Sweats on the motherfuckin plane! The new Jets motto when you get a road W. You walk into an opposing stadium in a helmet and pads, handle your business, and you walk out of there in sweats. Thats the best incentive I’ve ever seen in the work place. Its like Casual Friday in the office except times one billion. If we’re being dead serious sweatpants are like the most important thing in my life. I have a rotation of 3 main pairs of sweats along with about 50 others in the drawers and closets. Obviously I wear them all day every day working from home. And it is hands DOWN the single greatest perk of working from home. That, and furiously masturbating. But putting the sweats on after that session is just delightful.

I’m at the point in life where jeans and other casual pants dont even cut it any more. Like if I’m out to dinner or out for a few beers and I’m in some denim I’m might as well be in prison. When I get home I’m legit back in sweats in under 45 seconds. I get rid of the jeans as fast as I can like they are practically on fire.

And all this shit goes double, quadruple, times a billion when we’re talking about being on an airplane. If I was on a plane in uncomfortable pants I’d probably just pray for a plane crash.
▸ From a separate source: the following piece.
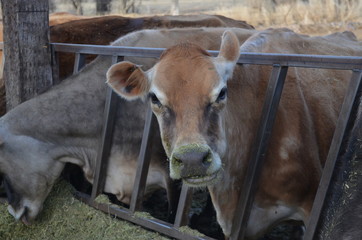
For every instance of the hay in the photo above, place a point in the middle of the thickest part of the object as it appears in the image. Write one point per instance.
(64, 217)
So if I’m a football player and the pot of gold at the end of my rainbow is Sweats On The Plane, you better believe I’m coming home with a W. I would fucking run through a brick wall if need be. Be as focused as possible. No mistakes. Force 9,000 turnovers a game. Whatever it takes. The thought of flying home in a suit or something like that is far more painful that coming home with a loss.

We dont need Rex’s bravado anymore. We dont need any fucking snacks. We got sweats. Sweats on the plane bitches!